Court: Louisiana Court of Appeal
Jurisdiction: Louisiana
Decision Date: 1885
Citations: 1 Gunby 69
Docket Number: 
Parties: L. A. Mills and Husband vs. C. H. Moore, Sheriff, et al.
Judges: 
Reporter: Legal points decided by the Second circuit court of Louisiana (Gunby's Reports)
Volume: 1
Pages: 69–69

Head Matter:
L. A. Mills and Husband vs. C. H. Moore, Sheriff, et al.

Opinion:
Mayo, J.
Where a married woman was sued on a note given for the purchase price of property bought during the marriage, and set up in her answer that the note was given for her husband's debt, in contravention of law, but before trial confessed judgment, with twelve months' stay of execution, at the end of which time she enjoins the judgment,-and sues to annul it on precisely the same grounds urged in her previous answer, she is not precluded by the plea of res adjudicata from annulling said confession of judgment, but the burden of proof is on her to show affirmatively the existence of nullity therein. 15 An. 628; 29 An. 595; 16 An. 310; 22 An. 386; 24 An. 142; 14 An. 700; 21 An. 525.

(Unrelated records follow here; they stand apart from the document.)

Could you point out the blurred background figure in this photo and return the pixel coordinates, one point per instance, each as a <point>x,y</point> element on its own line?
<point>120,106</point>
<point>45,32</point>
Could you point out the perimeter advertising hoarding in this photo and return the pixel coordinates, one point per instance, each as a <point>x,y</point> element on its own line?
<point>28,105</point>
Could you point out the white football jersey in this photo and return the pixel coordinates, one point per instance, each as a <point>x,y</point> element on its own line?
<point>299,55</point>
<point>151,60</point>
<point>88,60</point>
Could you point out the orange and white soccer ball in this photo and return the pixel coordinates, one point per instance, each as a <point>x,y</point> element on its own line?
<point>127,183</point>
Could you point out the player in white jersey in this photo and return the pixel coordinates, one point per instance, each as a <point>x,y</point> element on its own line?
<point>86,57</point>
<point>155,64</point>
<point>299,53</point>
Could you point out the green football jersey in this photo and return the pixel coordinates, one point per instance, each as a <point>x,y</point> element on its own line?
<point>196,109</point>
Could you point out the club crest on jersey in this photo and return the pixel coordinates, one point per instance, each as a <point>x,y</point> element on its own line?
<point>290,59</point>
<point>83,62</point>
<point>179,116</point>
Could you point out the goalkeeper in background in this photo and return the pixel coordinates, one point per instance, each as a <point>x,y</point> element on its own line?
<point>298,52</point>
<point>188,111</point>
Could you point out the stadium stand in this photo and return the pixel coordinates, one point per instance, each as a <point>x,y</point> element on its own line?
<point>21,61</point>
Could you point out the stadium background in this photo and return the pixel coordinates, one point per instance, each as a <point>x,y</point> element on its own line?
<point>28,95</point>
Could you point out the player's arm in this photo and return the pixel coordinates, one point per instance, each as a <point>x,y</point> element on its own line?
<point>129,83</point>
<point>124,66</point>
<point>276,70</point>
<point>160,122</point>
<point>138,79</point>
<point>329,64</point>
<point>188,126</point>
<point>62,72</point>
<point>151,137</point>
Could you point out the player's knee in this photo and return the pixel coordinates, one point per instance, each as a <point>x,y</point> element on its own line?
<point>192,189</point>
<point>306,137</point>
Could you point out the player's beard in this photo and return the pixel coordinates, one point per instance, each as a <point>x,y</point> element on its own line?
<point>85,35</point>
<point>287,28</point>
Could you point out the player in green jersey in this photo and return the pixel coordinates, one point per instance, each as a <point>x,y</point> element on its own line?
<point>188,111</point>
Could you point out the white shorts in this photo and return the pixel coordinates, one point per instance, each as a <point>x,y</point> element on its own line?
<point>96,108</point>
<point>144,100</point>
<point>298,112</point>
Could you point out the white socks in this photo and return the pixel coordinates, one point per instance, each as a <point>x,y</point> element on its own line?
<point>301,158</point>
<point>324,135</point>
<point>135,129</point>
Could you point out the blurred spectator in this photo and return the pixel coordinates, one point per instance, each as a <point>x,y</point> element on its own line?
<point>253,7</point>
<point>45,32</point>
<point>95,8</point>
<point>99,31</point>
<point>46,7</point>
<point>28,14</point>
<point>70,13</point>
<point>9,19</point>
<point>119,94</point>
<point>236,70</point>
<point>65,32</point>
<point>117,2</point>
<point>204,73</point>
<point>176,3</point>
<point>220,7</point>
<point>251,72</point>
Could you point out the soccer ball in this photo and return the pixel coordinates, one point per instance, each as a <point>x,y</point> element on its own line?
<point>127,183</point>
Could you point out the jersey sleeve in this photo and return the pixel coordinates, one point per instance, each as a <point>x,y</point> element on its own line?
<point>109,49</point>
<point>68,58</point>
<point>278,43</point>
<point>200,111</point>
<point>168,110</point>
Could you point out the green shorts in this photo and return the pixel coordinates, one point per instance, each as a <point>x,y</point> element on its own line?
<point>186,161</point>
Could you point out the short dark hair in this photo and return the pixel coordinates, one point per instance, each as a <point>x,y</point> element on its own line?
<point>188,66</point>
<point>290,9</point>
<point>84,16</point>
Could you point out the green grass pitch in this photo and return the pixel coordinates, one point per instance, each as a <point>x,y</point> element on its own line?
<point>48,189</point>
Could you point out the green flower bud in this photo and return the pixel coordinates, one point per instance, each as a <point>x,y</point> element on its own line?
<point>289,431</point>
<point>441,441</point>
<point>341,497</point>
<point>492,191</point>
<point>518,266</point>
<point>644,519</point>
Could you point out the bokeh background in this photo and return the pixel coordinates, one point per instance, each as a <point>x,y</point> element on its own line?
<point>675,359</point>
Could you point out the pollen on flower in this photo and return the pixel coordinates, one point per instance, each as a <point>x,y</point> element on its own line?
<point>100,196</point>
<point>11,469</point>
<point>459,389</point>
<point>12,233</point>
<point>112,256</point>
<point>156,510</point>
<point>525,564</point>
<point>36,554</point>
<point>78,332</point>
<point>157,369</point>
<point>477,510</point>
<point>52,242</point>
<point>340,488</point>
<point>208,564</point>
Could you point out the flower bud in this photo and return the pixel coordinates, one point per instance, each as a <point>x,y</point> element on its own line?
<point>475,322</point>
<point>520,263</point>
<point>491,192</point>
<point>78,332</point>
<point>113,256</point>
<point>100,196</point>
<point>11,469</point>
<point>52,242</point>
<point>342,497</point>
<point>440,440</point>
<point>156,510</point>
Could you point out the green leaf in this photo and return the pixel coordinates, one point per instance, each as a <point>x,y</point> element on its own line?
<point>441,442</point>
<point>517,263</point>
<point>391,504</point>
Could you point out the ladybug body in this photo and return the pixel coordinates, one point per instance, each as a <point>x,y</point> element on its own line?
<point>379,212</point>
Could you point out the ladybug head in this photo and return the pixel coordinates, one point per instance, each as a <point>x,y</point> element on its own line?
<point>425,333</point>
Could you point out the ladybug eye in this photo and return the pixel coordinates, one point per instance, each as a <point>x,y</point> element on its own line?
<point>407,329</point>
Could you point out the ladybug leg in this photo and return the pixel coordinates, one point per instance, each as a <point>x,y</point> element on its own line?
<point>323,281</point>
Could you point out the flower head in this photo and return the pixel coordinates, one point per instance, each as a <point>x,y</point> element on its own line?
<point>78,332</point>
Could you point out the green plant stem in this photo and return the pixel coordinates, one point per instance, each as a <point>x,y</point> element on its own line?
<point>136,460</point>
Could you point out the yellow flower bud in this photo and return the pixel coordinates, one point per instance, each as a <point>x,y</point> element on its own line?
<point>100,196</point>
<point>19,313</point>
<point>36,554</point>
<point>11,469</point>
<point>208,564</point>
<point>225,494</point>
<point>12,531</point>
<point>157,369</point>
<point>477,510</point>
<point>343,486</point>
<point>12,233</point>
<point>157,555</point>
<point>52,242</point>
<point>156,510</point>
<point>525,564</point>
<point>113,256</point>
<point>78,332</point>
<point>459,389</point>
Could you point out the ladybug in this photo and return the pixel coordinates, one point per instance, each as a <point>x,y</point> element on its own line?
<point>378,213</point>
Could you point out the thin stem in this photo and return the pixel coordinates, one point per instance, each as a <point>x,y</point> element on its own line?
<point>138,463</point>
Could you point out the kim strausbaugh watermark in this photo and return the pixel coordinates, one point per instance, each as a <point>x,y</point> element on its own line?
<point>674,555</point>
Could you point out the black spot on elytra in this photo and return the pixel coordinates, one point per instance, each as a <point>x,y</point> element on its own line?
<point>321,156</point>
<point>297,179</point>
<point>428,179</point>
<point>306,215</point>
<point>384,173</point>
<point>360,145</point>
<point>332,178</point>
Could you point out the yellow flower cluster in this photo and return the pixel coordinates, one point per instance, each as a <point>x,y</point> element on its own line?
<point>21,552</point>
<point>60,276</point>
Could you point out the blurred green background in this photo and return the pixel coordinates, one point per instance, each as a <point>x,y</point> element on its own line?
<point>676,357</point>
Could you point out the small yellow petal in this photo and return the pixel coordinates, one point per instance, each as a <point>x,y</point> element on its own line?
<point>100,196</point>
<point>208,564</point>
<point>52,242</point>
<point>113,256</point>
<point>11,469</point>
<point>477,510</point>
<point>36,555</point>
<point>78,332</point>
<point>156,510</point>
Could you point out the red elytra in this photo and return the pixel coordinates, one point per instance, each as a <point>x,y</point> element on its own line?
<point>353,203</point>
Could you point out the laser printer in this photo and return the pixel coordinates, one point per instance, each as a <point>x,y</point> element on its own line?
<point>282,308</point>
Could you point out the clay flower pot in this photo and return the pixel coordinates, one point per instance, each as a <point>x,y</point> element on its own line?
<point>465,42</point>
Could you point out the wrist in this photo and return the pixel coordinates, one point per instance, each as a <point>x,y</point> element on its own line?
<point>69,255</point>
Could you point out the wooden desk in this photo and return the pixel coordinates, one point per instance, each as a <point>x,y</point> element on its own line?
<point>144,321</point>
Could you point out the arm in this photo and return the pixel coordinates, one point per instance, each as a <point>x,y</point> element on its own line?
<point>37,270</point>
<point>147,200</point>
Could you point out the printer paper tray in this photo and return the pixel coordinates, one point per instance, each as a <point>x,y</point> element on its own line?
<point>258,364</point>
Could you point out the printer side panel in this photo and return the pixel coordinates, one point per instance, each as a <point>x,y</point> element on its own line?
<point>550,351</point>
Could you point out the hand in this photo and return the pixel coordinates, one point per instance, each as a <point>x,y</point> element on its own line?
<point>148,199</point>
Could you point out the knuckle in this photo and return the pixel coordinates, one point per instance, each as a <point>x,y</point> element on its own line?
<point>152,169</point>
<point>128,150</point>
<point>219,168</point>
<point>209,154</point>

A wife may, at any time, and in any form of contract or transaction, resume the administration of her separate property, and where she buys mules and gives a mortgage to secure the payment therefor, and. declares in said act that she has the separate administration of her property, the resumption is formal and complete. 1 R 368; 14 An. 687; 11 An. 1.
3. Where a married woman declares that mules are bought for her separate estate, which is shown to embrace a farm, and her husband is shown to have no property and no use for mules, and where, between the time judgment was confessed and the bringing of the suit to annul, the property is disposed of by the husband, and it is shown that the wife signed the note, act of mortgage and confession of judgment, deliberately, and of her own free will, she will be held liable for the price of said mules, for to relieve her would be to sanction a gross and palpable fraud. 2 An. 1. The facts disclosed would enable her to protect the property from her husband's debts and she must pay for it.